Carr J A, Kralovich K A, Patton J H, Horst H M
Department of Trauma Surgery, Henry Ford Hospital, Detroit, Michigan, USA.
Am Surg. 2001 Mar;67(3):207-13; discussion 213-4.
Primary venorrhaphy for traumatic inferior vena cava (IVC) injury has been criticized because of the potential for stenosis, thrombosis, and embolism. A retrospective study was performed to evaluate the morbidity and outcome of this method. Thirty-eight patients at our institution had traumatic injuries to the IVC between 1994 and 1999. Thirty (79%) were from firearms, five (13%) from stab wounds, and three (8%) from blunt trauma. Six patients died in the emergency department. The remaining 32 patients underwent exploratory celiotomy with 23 survivors and nine intraoperative deaths for a mortality rate of 28 per cent (nine of 32). Vascular control was achieved by manual compression in 44 per cent and by local clamping directly above and below the injury in 38 per cent. All repairs were by primary venorrhaphy, and no patient was treated with patch angioplasty or venous reconstruction. Three patients had caval ligation.

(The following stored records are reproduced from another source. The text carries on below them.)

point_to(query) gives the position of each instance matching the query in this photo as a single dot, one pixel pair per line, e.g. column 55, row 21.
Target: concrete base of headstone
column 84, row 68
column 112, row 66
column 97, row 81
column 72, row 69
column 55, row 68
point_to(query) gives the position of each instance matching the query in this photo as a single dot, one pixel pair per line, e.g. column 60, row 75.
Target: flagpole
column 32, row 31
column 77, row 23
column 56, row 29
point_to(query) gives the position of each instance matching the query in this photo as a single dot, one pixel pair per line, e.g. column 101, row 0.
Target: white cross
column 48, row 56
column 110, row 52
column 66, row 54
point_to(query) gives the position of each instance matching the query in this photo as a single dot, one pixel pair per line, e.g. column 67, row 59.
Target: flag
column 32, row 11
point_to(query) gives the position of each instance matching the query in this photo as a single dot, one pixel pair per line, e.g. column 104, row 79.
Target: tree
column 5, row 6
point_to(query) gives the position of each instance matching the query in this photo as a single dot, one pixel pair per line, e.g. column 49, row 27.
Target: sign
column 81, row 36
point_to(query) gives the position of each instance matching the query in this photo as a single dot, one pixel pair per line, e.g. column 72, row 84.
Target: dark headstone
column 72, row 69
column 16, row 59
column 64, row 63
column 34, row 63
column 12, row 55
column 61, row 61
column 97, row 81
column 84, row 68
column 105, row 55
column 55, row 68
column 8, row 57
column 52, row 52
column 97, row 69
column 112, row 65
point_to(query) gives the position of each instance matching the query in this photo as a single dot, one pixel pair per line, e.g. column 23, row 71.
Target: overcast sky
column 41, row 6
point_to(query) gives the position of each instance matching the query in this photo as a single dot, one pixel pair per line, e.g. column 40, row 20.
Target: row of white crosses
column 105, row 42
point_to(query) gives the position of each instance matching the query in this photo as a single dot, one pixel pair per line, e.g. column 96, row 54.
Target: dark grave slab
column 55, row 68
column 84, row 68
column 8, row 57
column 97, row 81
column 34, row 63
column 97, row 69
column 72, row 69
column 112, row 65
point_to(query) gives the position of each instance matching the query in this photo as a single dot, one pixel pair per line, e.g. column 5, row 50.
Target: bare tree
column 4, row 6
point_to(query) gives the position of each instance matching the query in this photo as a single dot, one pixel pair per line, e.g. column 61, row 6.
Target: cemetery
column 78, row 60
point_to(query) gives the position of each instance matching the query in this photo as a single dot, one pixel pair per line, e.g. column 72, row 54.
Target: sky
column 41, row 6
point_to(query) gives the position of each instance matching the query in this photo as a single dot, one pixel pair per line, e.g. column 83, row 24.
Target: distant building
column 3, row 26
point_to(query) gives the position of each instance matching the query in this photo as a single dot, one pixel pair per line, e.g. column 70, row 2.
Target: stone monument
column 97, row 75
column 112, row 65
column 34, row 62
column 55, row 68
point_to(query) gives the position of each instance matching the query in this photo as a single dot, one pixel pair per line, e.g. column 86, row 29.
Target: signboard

Follow-up IVC imaging in 11 patients revealed that the IVC was patent in eight, narrowed in two, and thrombosed below the renal veins in one. One patient developed a pulmonary embolus. The vast majority of traumatic injuries to the IVC can be managed by direct compression or local clamping and primary venorrhaphy. Direct repairs are associated with a low thrombosis and embolic complication rate.
由于存在狭窄、血栓形成和栓塞的可能性,创伤性下腔静脉(IVC)损伤的一期静脉缝合术受到了批评。进行了一项回顾性研究以评估该方法的发病率和结果。1994年至1999年间,我们机构有38例患者发生了IVC创伤性损伤。其中30例(79%)由火器伤导致,5例(13%)由刺伤导致,3例(8%)由钝性创伤导致。6例患者在急诊科死亡。其余32例患者接受了剖腹探查术,23例存活,9例术中死亡,死亡率为28%(32例中的9例)。44%的患者通过手动压迫实现血管控制,38%的患者通过在损伤部位上方和下方直接局部钳夹实现血管控制。所有修复均采用一期静脉缝合术,没有患者接受补片血管成形术或静脉重建治疗。3例患者进行了腔静脉结扎。对11例患者的IVC进行随访成像显示,8例IVC通畅,2例狭窄,1例肾静脉以下血栓形成。1例患者发生了肺栓塞。绝大多数IVC创伤性损伤可通过直接压迫或局部钳夹及一期静脉缝合术进行处理。直接修复的血栓形成和栓塞并发症发生率较低。